E, per lasciarli meno soli, nel film, hanno allargato l’intreccio e si sono inventati altri personaggi: un nonno taxista delizioso (Cochi Ponzoni), un’ex domestica-amante del babbo in crisi (ottima Antonia Truppo), l’ex moglie sfuggente (Sandra Ceccarelli), i molti amici adolescenti dell’ombroso figlio (Gaddo Bacchini), la sua ragazza altrettanto ombrosa (Ilaria Brusadelli) e addirittura un neo Presidente del Consiglio donna (Donatella Finocchiaro), intervistata dal padre in crisi, ma non professionale (è una star della Rai), interpretato dal perfetto Claudio Bisio che dai testi di Serra ha spesso attinto e questo ruolo, e con successo, l’ha interpretato anche in teatro con Father and Son.

Hanno risolto anche bene l’accenno al fulminante progetto tolstojano di Serra ne Gli sdraiati su un romanzo corposo: La Grande Guerra Finale che si combatterà tra Vecchi e Giovani e che nel libro è raccontata con un tocco che sembra il frutto di un innesto tra Marco Ferreri e Paolo Villaggio. Qui ha un aspetto diverso, più fantasy, ma non era facile, come del resto non era per niente facile trarre un film da questo libro quasi esente da trama.

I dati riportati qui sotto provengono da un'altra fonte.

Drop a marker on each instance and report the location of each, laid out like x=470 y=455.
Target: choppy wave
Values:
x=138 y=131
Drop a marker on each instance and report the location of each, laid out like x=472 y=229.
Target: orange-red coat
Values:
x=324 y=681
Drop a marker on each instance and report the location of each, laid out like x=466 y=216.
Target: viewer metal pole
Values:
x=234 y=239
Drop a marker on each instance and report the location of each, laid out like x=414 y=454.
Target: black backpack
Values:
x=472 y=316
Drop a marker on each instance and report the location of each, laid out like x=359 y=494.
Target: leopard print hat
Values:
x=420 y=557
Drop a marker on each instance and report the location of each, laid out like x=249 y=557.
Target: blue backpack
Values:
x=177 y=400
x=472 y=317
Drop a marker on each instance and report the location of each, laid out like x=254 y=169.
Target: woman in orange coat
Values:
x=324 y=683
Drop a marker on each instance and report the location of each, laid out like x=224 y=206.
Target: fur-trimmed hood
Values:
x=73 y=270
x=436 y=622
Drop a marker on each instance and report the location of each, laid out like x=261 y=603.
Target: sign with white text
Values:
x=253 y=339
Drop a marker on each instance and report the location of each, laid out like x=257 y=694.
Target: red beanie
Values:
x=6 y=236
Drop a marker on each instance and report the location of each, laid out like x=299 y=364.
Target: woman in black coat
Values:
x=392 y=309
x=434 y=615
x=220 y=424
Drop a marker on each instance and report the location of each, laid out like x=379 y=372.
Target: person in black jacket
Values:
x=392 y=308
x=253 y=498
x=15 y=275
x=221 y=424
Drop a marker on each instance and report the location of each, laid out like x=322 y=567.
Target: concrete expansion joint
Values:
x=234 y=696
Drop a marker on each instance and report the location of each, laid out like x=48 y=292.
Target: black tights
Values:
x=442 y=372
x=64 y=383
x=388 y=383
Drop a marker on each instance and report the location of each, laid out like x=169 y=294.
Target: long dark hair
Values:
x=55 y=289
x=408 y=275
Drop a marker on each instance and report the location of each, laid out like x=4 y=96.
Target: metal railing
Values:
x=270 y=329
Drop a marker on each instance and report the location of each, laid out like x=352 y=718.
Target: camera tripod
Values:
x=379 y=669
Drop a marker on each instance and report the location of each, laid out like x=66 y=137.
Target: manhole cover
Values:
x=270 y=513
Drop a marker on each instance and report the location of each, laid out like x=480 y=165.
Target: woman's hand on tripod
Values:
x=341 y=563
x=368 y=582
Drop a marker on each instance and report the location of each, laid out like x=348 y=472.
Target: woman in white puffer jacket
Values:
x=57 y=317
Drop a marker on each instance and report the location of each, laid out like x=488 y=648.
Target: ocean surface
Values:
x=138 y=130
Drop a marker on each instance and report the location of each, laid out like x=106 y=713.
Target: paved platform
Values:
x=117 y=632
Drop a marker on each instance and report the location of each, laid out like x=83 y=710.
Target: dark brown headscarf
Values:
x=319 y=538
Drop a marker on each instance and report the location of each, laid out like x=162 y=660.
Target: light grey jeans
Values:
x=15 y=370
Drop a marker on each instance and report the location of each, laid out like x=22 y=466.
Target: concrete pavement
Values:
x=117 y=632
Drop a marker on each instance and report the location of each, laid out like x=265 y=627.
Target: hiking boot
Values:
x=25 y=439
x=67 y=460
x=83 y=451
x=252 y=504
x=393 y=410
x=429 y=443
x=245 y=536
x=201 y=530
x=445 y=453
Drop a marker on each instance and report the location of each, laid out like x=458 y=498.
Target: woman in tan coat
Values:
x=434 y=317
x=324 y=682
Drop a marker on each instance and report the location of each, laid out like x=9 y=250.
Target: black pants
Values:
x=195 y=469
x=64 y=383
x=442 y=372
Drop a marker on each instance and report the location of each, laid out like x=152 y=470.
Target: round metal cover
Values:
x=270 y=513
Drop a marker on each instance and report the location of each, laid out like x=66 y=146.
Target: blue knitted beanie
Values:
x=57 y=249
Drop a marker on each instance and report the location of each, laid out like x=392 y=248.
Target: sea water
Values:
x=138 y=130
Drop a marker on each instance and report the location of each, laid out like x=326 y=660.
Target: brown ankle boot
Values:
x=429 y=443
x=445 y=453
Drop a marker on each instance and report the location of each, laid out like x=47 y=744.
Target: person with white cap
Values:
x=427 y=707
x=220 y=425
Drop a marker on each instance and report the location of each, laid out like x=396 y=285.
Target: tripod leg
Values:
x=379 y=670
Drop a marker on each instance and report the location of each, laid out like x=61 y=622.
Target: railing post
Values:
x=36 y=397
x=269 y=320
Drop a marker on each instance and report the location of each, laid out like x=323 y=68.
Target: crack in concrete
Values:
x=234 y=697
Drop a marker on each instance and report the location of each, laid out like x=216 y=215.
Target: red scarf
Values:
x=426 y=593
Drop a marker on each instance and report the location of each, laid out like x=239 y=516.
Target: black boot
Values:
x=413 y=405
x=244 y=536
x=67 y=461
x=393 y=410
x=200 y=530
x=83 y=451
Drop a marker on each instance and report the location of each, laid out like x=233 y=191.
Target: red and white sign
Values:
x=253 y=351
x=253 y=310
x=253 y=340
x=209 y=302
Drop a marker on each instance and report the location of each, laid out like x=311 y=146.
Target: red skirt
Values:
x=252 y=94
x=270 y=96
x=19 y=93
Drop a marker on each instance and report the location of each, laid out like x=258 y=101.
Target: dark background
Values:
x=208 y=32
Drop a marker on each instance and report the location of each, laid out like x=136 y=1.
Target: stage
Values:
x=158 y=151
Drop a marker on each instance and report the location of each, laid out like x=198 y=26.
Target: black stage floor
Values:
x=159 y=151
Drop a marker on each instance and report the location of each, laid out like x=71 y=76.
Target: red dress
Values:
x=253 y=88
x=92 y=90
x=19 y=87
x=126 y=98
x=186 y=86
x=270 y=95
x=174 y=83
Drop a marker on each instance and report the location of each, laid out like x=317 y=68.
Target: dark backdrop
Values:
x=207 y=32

Infatti, dopo aver letto la prima sceneggiatura pare che Michele Serra abbia detto: “Si, ma io che c’entro?” Poi però, una volta finito il film, con eleganza esistenziale dicono abbia detto così: ”Mi fate prendere dei meriti che non ho”.
In ogni modo a cogliere il cuore del racconto ci sono riusciti pienamente. Sociologici o no, questi Sdraiati ti commuovono: ti fanno ridere e piangere.

Il film esce nelle sale il 23 novembre distribuito dalla Lucky Red.